De eerste grote slag aan de klassieke tijdsopvatting, zoals die in de natuurwetenschap door Newton was verwoord, werd in 1905 en 1915 toegediend door Albert Einstein in de artikelen waarin hij zijn speciale en algemene relativiteitstheorie uiteenzette. Volgens Newton was de tijd een absolute grootheid, die met een objectieve regelmatigheid en onafhankelijkheid van de gebeurtenissen in de werkelijkheid verloopt. Volgens Einstein daarentegen is de tijd (evenals de ruimte) een relatieve grootheid die afhankelijk is van de waarnemer. Als twee personen zich ten opzichte van elkaar bewegen, zullen hun klokken verschillende tijdsintervallen tussen twee bepaalde gebeurtenissen aangeven. Dat deze relativiteit van de tijdsdimensie pas zo laat in de geschiedenis van de natuurwetenschappen is ontdekt, hangt samen met het feit dat de genoemde verschillen onder dagelijkse omstandigheden verwaarloosbaar klein zijn. Pas bij snelheden die de snelheid van het licht benaderen, worden de niet zelden paradoxale consequenties van de relativiteit van de tijd zichtbaar.5
Ofschoon de relativiteitstheorie het alledaagse leven dus niet onmiddellijk veranderde, betekende zij wel een ondersteuning van de transformatie die zich in dezelfde tijd in de filosofie voltrok met betrekking tot het begrip van de tijd. Met name de Franse filosoof Henri Bergson onderstreept daarbij in zijn in 1922 gepubliceerde boek Dureé et Simultanéité zijn verwantschap met Einstein. Bergson verzet zich tegen de ruimtelijke opvatting van de tijd, waardoor de tijd net als de ruimte opgevat wordt als iets dat kwantitatief deelbaar zou zijn in eenheden. Ofschoon deze mathematische opvatting van de tijd (door Bergson aangeduid met de term 'temps') bijzonder geschikt is gebleken voor de klassieke natuurwetenschap, gaat zij voorbij aan het stromen van de reële tijd (de 'durée'). Anders dan de fysische tijd, die een produkt is van het schematiserende verstand, kan de kwaliteit van de reële tijd volgens Berson slechts gevat worden door de intuïtie. Deze intuïtie leert dat de reële tijd geen gefaseerd verloop is, geen opeenvolging van momenten, maar een proces waarin al het vroegere steeds door het nakomende wordt verrijkt, een voortdurend aanzwellend heden. Bergson vergelijkt de reële tijd wel met een melodie die wij, in weerwil van het feit dat zij in het perspectief van de fysische tijd niets meer is dan een opeenvolging van klanken, als een geheel ervaren.

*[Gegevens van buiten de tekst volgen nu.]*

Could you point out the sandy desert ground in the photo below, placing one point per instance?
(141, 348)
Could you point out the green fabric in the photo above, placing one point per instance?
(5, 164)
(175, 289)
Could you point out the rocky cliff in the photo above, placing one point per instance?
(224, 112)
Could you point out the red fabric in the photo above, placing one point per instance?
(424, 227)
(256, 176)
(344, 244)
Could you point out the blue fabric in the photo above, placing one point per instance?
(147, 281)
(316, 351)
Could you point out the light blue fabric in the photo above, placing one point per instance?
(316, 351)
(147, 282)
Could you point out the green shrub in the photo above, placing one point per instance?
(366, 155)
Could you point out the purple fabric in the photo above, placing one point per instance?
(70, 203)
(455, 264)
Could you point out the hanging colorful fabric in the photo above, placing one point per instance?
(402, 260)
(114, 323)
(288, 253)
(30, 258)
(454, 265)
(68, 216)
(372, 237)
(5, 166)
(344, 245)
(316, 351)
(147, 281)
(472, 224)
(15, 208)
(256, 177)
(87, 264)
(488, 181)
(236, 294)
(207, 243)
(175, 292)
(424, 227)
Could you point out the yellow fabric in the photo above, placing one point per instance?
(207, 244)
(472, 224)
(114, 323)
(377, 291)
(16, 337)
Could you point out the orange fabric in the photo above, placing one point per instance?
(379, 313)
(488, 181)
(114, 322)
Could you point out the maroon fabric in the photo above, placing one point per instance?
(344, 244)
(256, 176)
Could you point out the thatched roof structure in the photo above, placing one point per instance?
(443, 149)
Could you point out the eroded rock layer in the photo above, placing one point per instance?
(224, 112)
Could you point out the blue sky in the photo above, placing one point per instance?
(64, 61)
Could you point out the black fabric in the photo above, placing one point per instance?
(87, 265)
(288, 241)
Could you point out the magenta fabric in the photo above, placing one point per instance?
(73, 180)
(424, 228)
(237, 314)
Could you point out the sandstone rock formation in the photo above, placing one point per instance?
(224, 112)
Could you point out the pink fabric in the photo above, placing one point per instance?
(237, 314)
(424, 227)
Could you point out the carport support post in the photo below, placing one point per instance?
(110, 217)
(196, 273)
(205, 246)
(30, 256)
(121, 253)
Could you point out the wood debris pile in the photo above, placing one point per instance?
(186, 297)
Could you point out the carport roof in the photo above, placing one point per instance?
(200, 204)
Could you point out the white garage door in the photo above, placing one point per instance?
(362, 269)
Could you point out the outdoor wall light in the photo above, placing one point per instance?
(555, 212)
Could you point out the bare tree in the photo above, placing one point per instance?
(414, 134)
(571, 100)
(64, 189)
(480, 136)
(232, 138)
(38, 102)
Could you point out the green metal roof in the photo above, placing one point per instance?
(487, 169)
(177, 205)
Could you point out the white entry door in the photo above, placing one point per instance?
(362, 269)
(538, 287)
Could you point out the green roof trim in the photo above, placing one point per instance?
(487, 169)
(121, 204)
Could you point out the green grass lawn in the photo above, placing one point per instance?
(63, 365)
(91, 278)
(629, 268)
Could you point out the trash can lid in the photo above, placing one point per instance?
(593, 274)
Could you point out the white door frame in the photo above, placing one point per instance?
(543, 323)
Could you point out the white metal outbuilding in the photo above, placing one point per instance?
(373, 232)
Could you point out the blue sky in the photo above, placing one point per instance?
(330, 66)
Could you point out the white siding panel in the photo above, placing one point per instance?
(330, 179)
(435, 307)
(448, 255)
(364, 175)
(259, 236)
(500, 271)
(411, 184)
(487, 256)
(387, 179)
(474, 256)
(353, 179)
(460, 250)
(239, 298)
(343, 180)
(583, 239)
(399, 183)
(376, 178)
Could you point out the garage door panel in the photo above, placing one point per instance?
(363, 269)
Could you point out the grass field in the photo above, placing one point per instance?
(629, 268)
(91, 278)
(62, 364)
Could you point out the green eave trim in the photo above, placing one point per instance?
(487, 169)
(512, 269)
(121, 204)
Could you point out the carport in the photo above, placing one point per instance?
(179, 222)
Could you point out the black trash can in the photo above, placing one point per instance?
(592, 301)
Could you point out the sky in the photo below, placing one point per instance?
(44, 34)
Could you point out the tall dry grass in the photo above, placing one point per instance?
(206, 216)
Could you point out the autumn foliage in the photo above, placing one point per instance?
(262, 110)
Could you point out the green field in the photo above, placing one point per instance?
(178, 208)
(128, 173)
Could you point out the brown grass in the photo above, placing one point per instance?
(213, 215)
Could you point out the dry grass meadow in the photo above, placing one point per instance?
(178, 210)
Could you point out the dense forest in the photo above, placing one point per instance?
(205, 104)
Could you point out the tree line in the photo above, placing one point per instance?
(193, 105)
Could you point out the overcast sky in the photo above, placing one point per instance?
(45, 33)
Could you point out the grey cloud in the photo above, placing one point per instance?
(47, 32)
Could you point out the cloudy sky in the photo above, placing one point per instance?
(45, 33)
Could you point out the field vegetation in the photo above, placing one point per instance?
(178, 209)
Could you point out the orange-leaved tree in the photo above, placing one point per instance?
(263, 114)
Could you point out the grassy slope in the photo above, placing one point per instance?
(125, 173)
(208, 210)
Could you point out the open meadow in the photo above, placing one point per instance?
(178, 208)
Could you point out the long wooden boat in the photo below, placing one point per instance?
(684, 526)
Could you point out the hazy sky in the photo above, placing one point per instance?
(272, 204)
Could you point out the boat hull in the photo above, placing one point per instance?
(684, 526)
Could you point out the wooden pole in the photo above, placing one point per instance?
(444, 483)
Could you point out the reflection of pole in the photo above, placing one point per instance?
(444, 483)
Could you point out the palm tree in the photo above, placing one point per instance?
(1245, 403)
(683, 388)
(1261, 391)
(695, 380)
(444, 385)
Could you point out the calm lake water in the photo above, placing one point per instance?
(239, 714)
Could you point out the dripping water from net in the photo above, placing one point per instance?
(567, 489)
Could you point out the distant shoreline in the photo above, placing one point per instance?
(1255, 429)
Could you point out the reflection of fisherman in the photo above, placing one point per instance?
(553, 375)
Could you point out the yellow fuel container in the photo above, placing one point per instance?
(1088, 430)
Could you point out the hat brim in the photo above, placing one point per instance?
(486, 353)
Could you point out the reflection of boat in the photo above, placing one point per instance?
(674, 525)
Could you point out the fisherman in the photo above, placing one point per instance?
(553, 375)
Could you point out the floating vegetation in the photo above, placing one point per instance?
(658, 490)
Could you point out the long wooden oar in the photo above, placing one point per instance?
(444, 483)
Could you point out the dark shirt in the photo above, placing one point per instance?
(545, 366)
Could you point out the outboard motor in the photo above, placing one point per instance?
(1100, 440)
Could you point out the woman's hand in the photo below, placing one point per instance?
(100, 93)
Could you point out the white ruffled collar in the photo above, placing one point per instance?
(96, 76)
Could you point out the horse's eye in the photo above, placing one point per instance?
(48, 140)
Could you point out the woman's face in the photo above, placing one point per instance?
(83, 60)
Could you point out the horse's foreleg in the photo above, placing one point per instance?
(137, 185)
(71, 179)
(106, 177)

In Duitsland had de hermeneutische filosoof Dilthey al enkele decennia eerder kritische kanttekeningen geplaatst bij de mathematische opvatting van de tijd. Voor Dilthey is de tijd noch een louter objectieve dimensie (zoals Newton leerde), noch een louter subjectieve vorm van de menselijke ervaring (zoals Kant had betoogd in zijn kritiek van de rede), maar een oorspronkelijke dimensie waarin mens en werkelijk elkaar ontmoeten. Evenals Bergson vergelijkt Dilthey de structuur van deze tijdsdimensie met de structuur van een melodie.6
Heideggers analyse van de tijd in zijn invloedrijke, in 1927 gepubliceerde studie Sein und Zeit is in een aantal opzichten met die van Bergson en Dilthey verwant. Ook Heidegger beschouwt de mathematische tijd van de fysica als een afgeleide van een meer oorspronkelijke tijd. "Volgens Heidegger ligt in de oorspronkelijke ervaring van de tijd niet alleen een zekere beleving van vergankelijkheid, opeenvolging en continue vervloeiing besloten, maar ook, en dat zelfs op de eerste plaats, een ervaring van aanwezigheid en tegenwoordigheid. Wat wij verleden noemen is iets dat vroeger eens aanwezig was en wat vanuit het heden als verleden beschouwd en als zodanig door retentie vastgehouden wordt; wat wij toekomst noemen is iets, dat wij vanuit het heden anticiperen, verwachten als een mogelijkheid die ooit aanwezige werkelijkheid kan of zal worden".7 Waar Heidegger vooral ook op wijst is dat mens en tijd zeer nauw op elkaar betrokken zijn. De tijdservaring van de mens heeft de tijd niet alleen tot voorwerp, maar constitueert de tijdelijkheid tot op zekere hoogte, zoals omgekeerd de menselijke ervaring door de tijdelijkheid wordt geconstitueerd. Er-zijn en tijd, zo suggereert reeds de titel Sein und Zeit, zijn nauw op elkaar betrokken. Ze zijn gelijkoorspronkelijk. De tijdelijkheid is de voor de mens typische wijze, waarop hij in het zijn aanwezig is en de wereld zich aan hem voordoet.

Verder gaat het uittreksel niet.